From Black to White, From Passive to Proactive - Developing an Explainable Reference-Based System for Comprehensive Phishing Monitoring
COM1 Level 3
MR1, COM1-03-19
closeAbstract:
Phishing, an increasingly prevalent form of social engineering, causes substantial financial and security harm to both individuals and organizations. The ease of creating phishing webpages, coupled with the advanced evasion techniques employed by attackers, poses considerable challenges for designing effective anti-phishing strategies. Furthermore, the ephemeral nature of these phishing sites demands that anti-phishing systems be both cost-effective and maintain a high detection rate.
Despite ongoing research, current phishing detection systems exhibit notable limitations in addressing these challenges. Primarily, these models lack effectiveness for real-time application. Additionally, they rely on manually crafted features, which means the learned features are biased towards the phishing training set, potentially making them vulnerable as attackers adapt their strategies. The black-box nature of these systems’ decision-making processes also lacks explainability, which is a critical factor for gaining the trust of end-users. Moreover, existing approaches are reactive rather than proactive, making them incapable of discovering emerging phishing threats.
In response to these critical issues, this thesis introduces an innovative framework for proactive phishing defense. Our multi-layered approach comprises:
A novel reference-based phishing detector, offering superior performance over existing methods. Our detector is both interpretable, highlighting the phishing target and credential-taking areas, and effectively generalizes to real-world phishing without training on any collected phishing webpages. Technically, this approach integrates advancements in computer vision, large language models, and web testing techniques to (i) identify the brand impersonated by the phishing webpage through comparison with a reference list of protected brands. (ii) locate and classify the types of credentials the webpage seeks to acquire. (iii) perform counterfactual testing to detect any suspicious activities on the site.

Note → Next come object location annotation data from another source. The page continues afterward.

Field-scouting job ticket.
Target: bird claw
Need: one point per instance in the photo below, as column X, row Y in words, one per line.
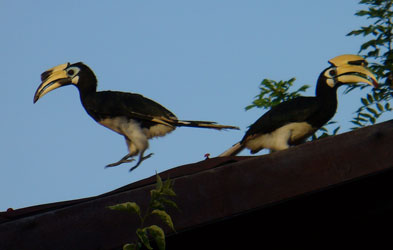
column 141, row 159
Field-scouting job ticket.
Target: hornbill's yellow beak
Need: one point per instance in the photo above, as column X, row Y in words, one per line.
column 52, row 79
column 351, row 69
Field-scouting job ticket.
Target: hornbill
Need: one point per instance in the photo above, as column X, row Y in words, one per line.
column 134, row 116
column 292, row 122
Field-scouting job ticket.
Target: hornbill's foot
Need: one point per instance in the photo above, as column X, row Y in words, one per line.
column 125, row 159
column 141, row 159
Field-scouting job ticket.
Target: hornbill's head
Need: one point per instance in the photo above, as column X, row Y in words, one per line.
column 347, row 69
column 77, row 74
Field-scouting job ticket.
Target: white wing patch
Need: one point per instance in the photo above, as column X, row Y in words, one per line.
column 279, row 138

A significant contribution to the academic community through the compilation of the most comprehensive phishing benchmarks to date. This includes a static benchmark of 29,496 phishing webpages, providing a robust tool for evaluating various phishing detectors, and a dynamic benchmark of 6,344 phishing kits, offering a secure, reproducible environment to analyze phishing tactics.

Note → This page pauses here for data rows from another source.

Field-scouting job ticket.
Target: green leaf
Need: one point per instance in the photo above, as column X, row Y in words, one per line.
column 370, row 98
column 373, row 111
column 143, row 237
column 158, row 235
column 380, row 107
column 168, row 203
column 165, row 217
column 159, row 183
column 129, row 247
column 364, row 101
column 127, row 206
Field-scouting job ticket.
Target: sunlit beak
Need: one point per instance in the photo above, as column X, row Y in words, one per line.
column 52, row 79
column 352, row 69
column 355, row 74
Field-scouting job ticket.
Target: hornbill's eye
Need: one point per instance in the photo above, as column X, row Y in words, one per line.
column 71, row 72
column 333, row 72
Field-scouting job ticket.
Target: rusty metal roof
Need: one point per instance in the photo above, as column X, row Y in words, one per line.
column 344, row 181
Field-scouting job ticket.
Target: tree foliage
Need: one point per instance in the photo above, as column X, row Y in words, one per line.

Building on these elements, we developed a proactive phishing monitoring system that offers an end-to-end solution, ranging from website crawling and incident reporting to trend visualization. This system focuses on examining emerging websites and can generate an average of 50 zero-day phishing alerts daily. Such insights into the evolving phishing landscape and tactics are invaluable in guiding the development of defensive strategies for government agencies, web service providers, business affiliates, and individual users.